Wow. Shortly after I wrote yesterdays post I had a total complete melt down...full on sobbing tears. I realized that every single person I'd come into contact with yesterday with the exception of ONE either expressed disbelief that I was okay running with the faster pace group, insinuated I was running faster than I should be or intimated that I was tagging along with the faster pace group and I should be running with the slower paced group.
By the time I got home and settled in I realized what had been eating away at me...I was being made to feel like I had to prove I was strong enough to run with the faster pace group. Everyone else is given a pass, but because I've come so far in the last 6 months everyone still wants me to be who I was not who I am.
Apparently when one doesn't post EVERY single workout and achievement to FACEBOOK it doesn't count towards your fitness level. Your facebook page defines every achievement and if you chose to keep some things private they don't count in life.
Even now as I type this I'm angry and tearing up.
They all talk about being supportive...but apparently when you step outside the box they put you in it disappears.
It's not supportive when you constantly hear "This is a fast pace for you right?" NO
It's not supportive when you constantly have people checking on while running and tell you in a surprised tone "Wow you seem to be doing okay"

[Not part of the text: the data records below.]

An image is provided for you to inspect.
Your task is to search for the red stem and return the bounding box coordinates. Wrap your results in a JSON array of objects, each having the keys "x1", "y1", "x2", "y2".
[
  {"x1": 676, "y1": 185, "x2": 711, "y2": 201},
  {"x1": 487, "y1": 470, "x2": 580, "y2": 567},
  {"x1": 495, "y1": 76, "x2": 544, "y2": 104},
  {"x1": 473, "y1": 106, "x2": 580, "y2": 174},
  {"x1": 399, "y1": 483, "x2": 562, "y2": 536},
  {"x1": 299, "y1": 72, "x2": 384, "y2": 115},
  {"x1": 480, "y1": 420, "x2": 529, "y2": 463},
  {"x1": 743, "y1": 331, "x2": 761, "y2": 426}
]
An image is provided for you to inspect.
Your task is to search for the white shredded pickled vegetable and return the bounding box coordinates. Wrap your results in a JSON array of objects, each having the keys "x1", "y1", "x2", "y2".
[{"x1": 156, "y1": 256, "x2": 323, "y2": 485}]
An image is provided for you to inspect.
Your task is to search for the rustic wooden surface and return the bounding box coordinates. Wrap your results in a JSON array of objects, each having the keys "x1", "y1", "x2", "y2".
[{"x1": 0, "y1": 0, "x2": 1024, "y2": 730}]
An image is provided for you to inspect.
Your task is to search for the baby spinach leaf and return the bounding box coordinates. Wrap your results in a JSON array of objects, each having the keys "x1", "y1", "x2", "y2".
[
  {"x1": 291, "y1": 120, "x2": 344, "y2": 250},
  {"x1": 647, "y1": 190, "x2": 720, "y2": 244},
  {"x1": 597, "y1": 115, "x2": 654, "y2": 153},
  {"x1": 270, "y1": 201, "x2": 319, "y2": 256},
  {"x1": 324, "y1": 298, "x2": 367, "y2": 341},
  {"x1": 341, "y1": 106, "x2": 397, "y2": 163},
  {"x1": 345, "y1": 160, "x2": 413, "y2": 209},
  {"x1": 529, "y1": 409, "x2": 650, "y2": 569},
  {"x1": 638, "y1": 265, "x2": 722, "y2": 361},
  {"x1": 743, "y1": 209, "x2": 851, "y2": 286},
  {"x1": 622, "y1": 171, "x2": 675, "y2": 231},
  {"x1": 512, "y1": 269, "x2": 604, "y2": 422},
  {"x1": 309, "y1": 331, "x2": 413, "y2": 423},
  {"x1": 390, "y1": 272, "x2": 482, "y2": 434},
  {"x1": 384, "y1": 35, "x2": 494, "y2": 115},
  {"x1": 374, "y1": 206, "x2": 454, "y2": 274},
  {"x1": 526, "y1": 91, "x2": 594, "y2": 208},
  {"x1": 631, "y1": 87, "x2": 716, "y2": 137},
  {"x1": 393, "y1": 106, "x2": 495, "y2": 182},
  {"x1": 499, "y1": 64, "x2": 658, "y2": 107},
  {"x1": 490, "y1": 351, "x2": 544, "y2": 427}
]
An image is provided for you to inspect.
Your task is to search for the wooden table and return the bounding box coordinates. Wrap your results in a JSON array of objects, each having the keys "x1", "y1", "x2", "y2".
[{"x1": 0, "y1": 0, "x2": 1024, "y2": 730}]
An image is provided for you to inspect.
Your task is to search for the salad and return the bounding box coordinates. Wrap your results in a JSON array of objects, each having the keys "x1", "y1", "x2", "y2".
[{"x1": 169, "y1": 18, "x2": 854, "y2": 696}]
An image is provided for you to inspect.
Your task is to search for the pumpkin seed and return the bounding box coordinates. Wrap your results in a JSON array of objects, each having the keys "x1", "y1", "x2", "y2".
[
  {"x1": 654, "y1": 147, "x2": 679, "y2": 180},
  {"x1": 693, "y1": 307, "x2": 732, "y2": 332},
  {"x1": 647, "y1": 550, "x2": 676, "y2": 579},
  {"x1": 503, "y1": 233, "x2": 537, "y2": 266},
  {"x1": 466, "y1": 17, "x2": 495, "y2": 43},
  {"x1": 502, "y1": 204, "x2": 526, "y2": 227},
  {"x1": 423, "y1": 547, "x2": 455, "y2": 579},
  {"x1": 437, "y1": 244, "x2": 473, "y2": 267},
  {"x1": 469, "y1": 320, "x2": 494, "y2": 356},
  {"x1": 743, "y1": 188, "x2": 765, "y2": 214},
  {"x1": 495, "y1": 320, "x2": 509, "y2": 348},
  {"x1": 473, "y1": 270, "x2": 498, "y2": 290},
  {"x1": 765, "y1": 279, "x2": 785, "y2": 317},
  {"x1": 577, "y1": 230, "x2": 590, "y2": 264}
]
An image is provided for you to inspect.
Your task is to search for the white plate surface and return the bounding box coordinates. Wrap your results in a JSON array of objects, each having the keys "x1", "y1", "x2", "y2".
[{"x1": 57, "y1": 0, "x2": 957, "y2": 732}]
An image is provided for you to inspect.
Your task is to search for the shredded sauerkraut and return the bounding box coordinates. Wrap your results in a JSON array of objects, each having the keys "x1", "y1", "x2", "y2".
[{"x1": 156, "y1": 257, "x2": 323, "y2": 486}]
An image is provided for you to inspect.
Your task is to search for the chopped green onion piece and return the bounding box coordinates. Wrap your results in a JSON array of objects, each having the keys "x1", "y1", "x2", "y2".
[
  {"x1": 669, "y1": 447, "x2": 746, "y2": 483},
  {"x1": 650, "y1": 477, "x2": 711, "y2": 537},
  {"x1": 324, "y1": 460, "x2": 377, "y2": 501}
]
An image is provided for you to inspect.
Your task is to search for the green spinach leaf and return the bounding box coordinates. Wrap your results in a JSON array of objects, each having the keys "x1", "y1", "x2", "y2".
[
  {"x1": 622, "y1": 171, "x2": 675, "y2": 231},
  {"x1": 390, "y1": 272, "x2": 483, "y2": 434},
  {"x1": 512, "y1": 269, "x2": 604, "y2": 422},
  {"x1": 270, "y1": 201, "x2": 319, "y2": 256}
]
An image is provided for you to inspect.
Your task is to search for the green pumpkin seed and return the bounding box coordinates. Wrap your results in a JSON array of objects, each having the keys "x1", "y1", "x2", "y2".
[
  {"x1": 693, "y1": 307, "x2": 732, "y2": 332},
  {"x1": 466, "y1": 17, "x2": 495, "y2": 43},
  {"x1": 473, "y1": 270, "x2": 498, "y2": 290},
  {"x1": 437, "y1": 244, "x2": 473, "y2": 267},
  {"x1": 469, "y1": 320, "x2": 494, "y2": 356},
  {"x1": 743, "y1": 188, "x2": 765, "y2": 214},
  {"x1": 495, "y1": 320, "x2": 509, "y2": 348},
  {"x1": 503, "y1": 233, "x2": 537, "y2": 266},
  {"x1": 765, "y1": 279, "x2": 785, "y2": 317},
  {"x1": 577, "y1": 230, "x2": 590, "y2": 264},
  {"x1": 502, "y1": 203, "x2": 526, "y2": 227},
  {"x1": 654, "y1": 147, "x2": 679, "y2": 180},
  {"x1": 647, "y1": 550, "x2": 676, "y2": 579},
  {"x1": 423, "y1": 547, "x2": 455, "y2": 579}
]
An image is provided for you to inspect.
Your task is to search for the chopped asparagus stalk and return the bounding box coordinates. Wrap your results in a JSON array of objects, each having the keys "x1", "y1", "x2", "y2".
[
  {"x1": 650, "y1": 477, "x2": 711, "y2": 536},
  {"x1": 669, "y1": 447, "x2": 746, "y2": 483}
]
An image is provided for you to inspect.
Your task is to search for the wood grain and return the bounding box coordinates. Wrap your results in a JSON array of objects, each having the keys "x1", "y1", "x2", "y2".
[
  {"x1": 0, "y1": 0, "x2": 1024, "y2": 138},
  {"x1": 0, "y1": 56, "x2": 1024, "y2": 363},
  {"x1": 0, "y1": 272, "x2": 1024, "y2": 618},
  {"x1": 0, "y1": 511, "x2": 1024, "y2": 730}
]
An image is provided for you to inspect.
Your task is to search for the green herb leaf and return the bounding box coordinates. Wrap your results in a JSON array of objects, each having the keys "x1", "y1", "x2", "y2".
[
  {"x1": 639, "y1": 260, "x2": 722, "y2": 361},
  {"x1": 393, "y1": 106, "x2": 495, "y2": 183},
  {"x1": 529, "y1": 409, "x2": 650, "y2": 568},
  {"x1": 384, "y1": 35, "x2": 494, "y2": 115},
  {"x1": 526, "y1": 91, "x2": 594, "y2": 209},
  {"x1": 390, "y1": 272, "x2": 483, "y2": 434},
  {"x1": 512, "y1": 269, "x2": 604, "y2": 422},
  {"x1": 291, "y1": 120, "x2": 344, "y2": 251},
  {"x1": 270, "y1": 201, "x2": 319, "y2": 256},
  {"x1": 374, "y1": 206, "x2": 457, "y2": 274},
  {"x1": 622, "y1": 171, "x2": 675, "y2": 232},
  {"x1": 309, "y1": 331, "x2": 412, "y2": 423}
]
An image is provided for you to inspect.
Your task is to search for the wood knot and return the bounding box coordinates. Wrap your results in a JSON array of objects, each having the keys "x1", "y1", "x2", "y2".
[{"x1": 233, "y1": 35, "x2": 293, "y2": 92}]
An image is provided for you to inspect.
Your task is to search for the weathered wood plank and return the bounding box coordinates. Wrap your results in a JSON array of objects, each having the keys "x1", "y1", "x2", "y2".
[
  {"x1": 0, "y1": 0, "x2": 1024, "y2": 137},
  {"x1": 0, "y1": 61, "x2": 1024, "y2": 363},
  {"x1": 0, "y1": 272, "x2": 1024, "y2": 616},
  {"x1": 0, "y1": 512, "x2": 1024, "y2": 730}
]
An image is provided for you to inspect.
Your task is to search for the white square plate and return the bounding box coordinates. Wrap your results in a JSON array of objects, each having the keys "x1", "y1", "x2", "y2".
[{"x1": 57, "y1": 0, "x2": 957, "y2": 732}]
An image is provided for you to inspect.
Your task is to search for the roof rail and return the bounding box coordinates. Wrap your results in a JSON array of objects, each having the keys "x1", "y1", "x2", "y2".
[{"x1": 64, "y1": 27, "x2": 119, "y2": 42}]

It's not supportive when people ask you "yeah, but could you have gone farther?" in a heartbeat.
It's not supportive when you make a person feel like they have to justify why they're running with "your" group.
Do I have a chip on my shoulder? Yup. Am I being overly sensitive? Maybe. All I know is that by the time I start my Full Marathon clinic I will have run 20 1/2 marathons, been running for 4 years and know my body well enough to know what it's capable of and more importantly I listen to it.
Give me a tiny bit of credit. If I make you uncomfortable by stepping outside of a box, don't put me in one. Everyone has a bad run now and again, it doesn't mean anything other than they had a bad run. Maybe they were tired, maybe they thought they were going to end up with runners trots...maybe, just maybe they decided to enjoy the run and not push.
I will do this and I will do it my way on my terms. Deal with it.